Oh my. Why are people matching an epoch with a regex?! Or you know, just think a couple of years ahead
Funny how the comment says "replace this before 2017" oh well.
> The app executes bash/Powershell at Splunk startup to check for the above regex and add a '6' if needed. It may not be the best fix, but it does kick-the-can on the problem for another 3 years, at least until epoch time reaches 1.7e10.
I’ve never used this piece of software (and their web site is remarkably uninformative about what it does, besides transform my enterprise), but from the comments it looks like some kind of search engine. It wouldn’t be too surprising to have a bunch of heuristics that try to extract meaning from unlabeled strings. Indeed, while viewing that very page, my iPad turned several of the epoch timestamps into telephone numbers.
So I don’t know if this is what actually happened, but this is a plausible reason for having such a regex that does not depend on stupidity: a “guess what this number could mean” routine written around 2015 might make include finding Unix timestamp-ish values not more than a few years into the future.
I’d still be pretty unhappy with the hard coded magic number approach and wish to see the specific requirements documented, along with some sort of tunable parameter for the range, as well as a test that verifies it works for the given requirements. Which gets into a fun and potentially philosophical exercise as well, since a test that passed yesterday should pass today, but this might be one case where “doesn’t fail with dates less than 5 years into the future” is a reasonable request.
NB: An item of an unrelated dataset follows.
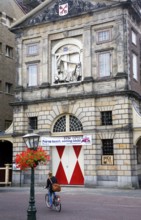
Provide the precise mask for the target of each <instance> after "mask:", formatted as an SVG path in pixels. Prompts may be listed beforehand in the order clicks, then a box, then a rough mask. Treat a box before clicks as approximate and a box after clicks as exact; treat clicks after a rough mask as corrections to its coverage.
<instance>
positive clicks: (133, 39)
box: [132, 31, 137, 45]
> I’ve never used this piece of software (and their web site is remarkably uninformative about what it does, besides transform my enterprise), but from the comments it looks like some kind of search engine.
It is an 'enterprise' log aggregator, storage system, and log search engine/alert generation engine.
One sets one's Java code (remember: "enterprise") to stream log output to splunk, and splunk handles receiving, storage, alert generation from programmed patterns matching, and archived log data search.
> It wouldn’t be too surprising to have a bunch of heuristics that try to extract meaning from unlabeled strings.
That is a very accurate description of just what it does.
There's an example of the sort of chronic (pun intended) patch-driven-development, YAGNI(Y) thinking that leads to this sort of thing, in the last paragraph:
"For instances that can't/won't get updated in time, this Splunk app can be deployed as a workaround. The app executes bash/Powershell at Splunk startup to check for the above regex and add a '6' if needed. It may not be the best fix, but it does kick-the-can on the problem for another 3 years, at least until epoch time reaches 1.7e10."
Someone, somewhere is saying "but it passed all the unit tests..."
Am I the only one that thinks this isn't completely unreasonable? Is it a hack? Definitely, but I don't see a much better way without more context of determining whether some number is likely to be a timestamp. Should it base it on a range of numbers determined at startup? Probably, but it's not fundamentally much different.
A much saner heuristic could use a reasonable range (for some value of reasonable) around the current timestamp to check whether it's also one. The assumption being that logs will be streamed, hence any timestamp will likely refer to something that happened in the recent past.